I’ve had a similar experience in trying to have research discussions with LLMs. Every time I poke at my own conceptual confusion on a topic they just seem to kind of break down: saying inconsistent stuff in loops, retreating back to what has already been said on the topic. They’re even worse than this, since they do also often get really basic stuff wrong. E.g., just the other day Claude told me that the k-complexity of a random string was the same as that of a crystal. This was in the context of a probably confusing conversation for it where I was trying to more deeply grok and so really push on the confusions around complexity measures, still, it’s pretty revealing (imo) that this still happens. Overall, LLMs seem pretty incoherent to me, and incapable of having “real,” “novel,” or “scientific” thoughts; I don’t feel like I can trust them with anything important.
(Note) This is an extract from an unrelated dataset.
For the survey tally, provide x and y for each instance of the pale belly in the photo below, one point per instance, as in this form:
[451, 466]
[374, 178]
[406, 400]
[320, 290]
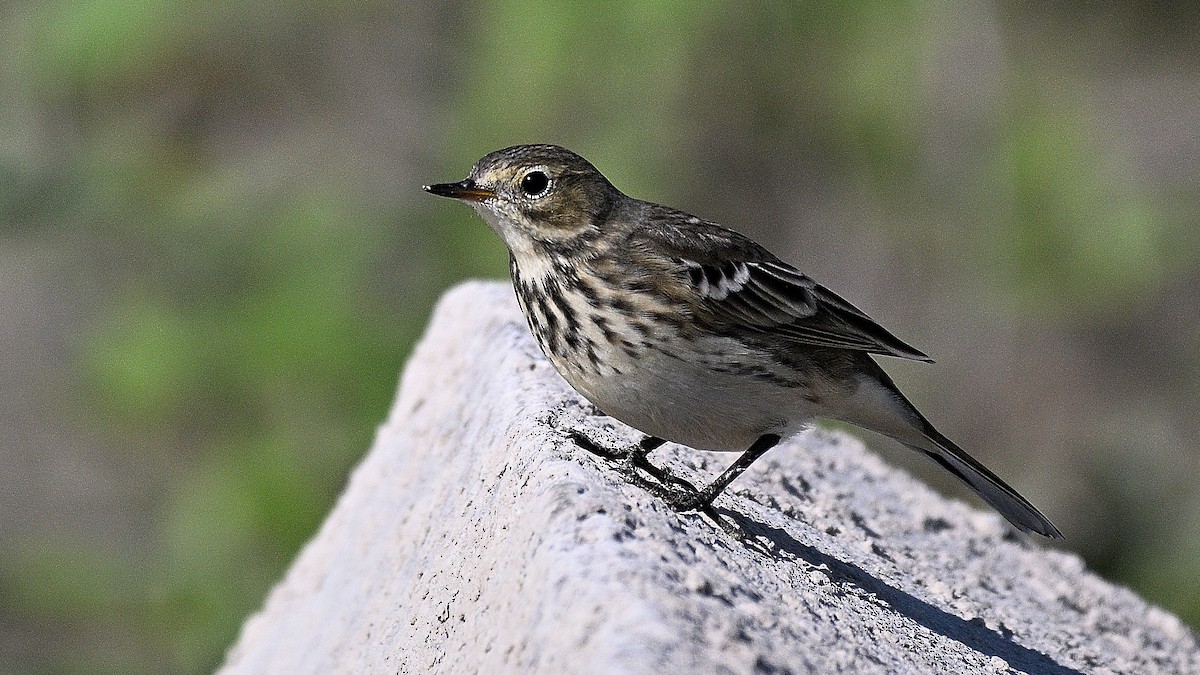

But I’m always wondering if it is me who is crazy here, as my social environment seems to believe that LLMs are formidable forces of intellect, getting better by the year. My own sense-making of this situation is similar to Jeremy’s: it does seem like something is getting better, just something more along the lines of ~”filling in between the lines of what is already known” and less “raw intelligence,” whatever that is. But it’s of course impossible to talk about any of these things or to even really know what the difference is and so on, and in hearing more and more hype about LLMs getting better at coding, and not being much of a coder myself, I have been worrying that own experience isn’t very representative. Maybe you can just get excellence out if you train super hard on a given domain, I don’t know. But also, maybe people are pointing at the same sort of thing when they say LLMs are “good at coding” as they are when they say they are getting smarter. So it’s an interesting data point for me, to see Jeremy describe it as such here.
This is not that far off from my own experience, including the part about wondering whether I’m crazy / whether it’s just me / whether there’s something I’m missing.
(Except for the “not being much of a coder” thing—I do a lot of coding, and have for many years, and the hype is very confusing to me. I’ve been using coding assistants on and off for around a year now, starting with Sonnet 3.7; at the time, they offered me nothing more than an incremental speed-up in certain atypically well-scoped tasks that I myself was relatively bad at, whereas now, with the latest models and harnesses, they… still offer me an incremental speed-up in certain atypically well-scoped tasks that I myself am relatively bad at. I’ve actually stopped using them entirely, recently, because I got fed up with having to maintain the cruft they wrote.)
That said, I do find LLMs very useful in a variety of ways, and have even found it helpful to discuss research with them at times.
I’m not sure I agree with the notion that they’re only good “inside the training distribution,” because it’s not clear what counts as “being inside the training distribution” if we’re conceding that LLMs can synthesize attributes which each appeared somewhere in training but never co-occurred in a single training example. Once the concept of “inside the training distribution” has been widened to include “everything anyone has ever written and anything that can be formed by ‘recombining’ those texts in arbitrarily abstract ways,” what doesn’t count as inside the training distribution? Of course one can always point at a failure post-hoc and say “oh, I must have strayed outside the distribution,” but this explains nothing unless the failures can be predicted in advance, and it’s not clear to me that they can.
The most useful heuristic I have for when today’s LLMs seem brilliant vs. dumb is, instead, that their failures are very often the result of them not having sufficient context about what’s going on and what exactly you need from them[1].
The lack of context is so often the bottleneck that, these days, I basically think of Claude as being strictly smarter than me in every way provided that Claude knows all the relevant information I know… which, of course, Claude never really does. But the more I supply that info to Claude—the closer I get to that asymptotic limit of Claude really, truly knowing exactly what my current research problem is and exactly what dead ends I’ve tried and why I think they failed etc. etc. -- the closer Claude gets to matching, or exceeding, my own level of competence.
And so I’m always thinking to myself, these days, about how to “get context into Claude.” If I’m doing something on a computer instead of asking Claude to do it, it’s because I have decided that getting the requisite context into Claude would be more onerous than just doing the whole thing myself. (Which is usually the case in practice.)
And this observation makes me feel like I’m going crazy when I see all the hype about LLM agents, about long-running autonomy and “one-shotting” and so on.
Because: “getting context into Claude” is not a task that Claude is very good at doing!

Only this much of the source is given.